As you may have read before, StatsBomb have an ongoing commitment to developing football analysts of the future. We try our best to provide the education, tools, and resources needed to learn the trade for the many amateur analysts out there looking to forge a career in professional football. Part of this commitment has been to release industry-leading event data free of charge, such as the recent FAWSL and Messi Data Biography data releases. Well, we have another one for you — one that we’re particularly excited about. Not just because Euro 2020 was a great tournament. For the first time, we’re releasing StatsBomb 360 data.
What is StatsBomb 360?
StatsBomb 360 is the next revolution in football event data. We revolutionised the industry already in 2018 with the launch of StatsBomb Data and its upgraded data spec. Amongst many other new features, the data spec included freeze-frames on shots to capture the location of all defenders, attackers, and goalkeeper at the moment of the shot. Well, StatsBomb 360 data captures a freeze-frame showing the location of all players in the frame for every event we collect.

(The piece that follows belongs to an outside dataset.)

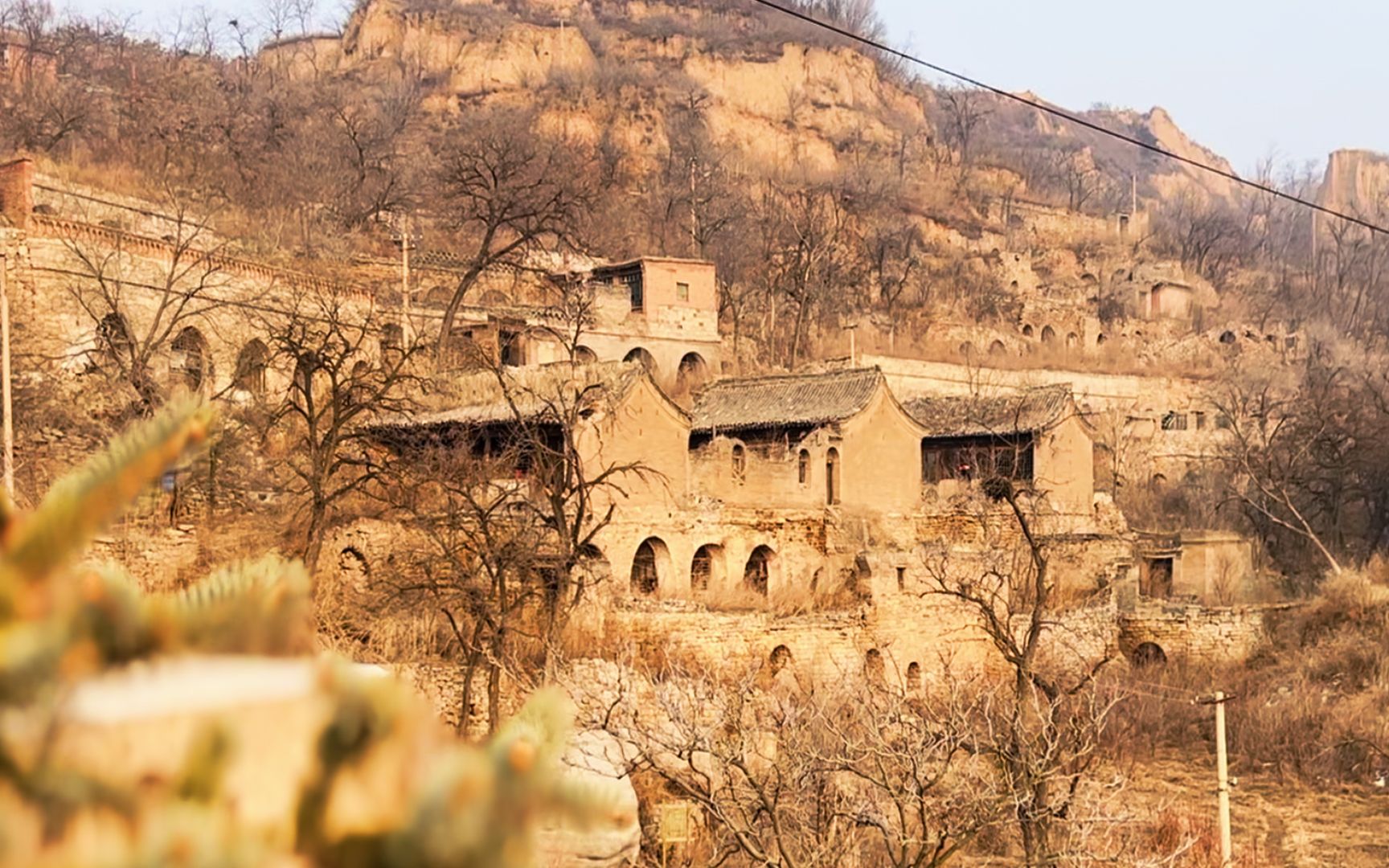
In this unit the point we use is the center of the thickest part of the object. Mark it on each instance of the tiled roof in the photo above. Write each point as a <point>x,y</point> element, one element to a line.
<point>965,417</point>
<point>785,402</point>
<point>534,392</point>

360 will also allow us to uncover a host of new information about the game that was either difficult to see or completely hidden in standard event data. We will now be able to deliver things like:
- Line-breaking passes
- Ball receipts in space
- Distance to all defenders in the frame
- Passing lanes
- Defensive shape around every event
And that’s just the starting point of what will be possible with 360. Our clients have already started to increase their competitive edge with the extra depth this information provides, and we ourselves have been generating new ideas and insight every day, some of which was presented at our recent StatsBomb Conference.
Of course, if you just wanted to play with the standard Euro 2020 event data, then that’s ok. We’ve released that too.
Accessing the data
There are a few key things you’ll need to get started with the data. If you’re new to using StatsBomb data or just starting out on your coding journey, we’ve created a guide to using StatsBomb data in R to help you on your way, and created the StatsBombR and statsbombpy (for Python) packages to make working with and manipulating StatsBomb data that bit easier.
- Install the StatsBombR (if using R) or statsbombpy (if using Python) packages
- Keep the R Guide handy
- Keep the data specification handy
As this is the first ever release of 360 data, we’ll help you get started by giving an example of how to work with and gain insight from the data in R and create your first visual plot with it. It is recommended you work through the ‘Working With StatsBomb Data In R’ Guide first if you haven’t already, as the code and instructions we’re going to share here are aimed at more experienced users of the data.
Using StatsBomb 360 Data Case Study
The very first thing you’ll need to do is update StatsBombR. Delete the package, then run the line of code below to install the latest version of the package (assuming you already have it installed. If you don’t, refer to the R Guide for full installation instructions.)
In this example, we’re going to look at crosses, specifically how to calculate the number of attackers and defenders in the box at the time of the cross for each cross in the tournament. We’ll then select one of the crosses and show you how to plot the 360 frame to see the specific player locations at the event.
First, let’s pull the 360 freeze-frames and store them in a dataframe ‘data360’.
Comp <- FreeCompetitions()
Matches <- FreeMatches(Comp)
Matches = Matches %>% filter(competition.competition_name==”UEFA Euro”)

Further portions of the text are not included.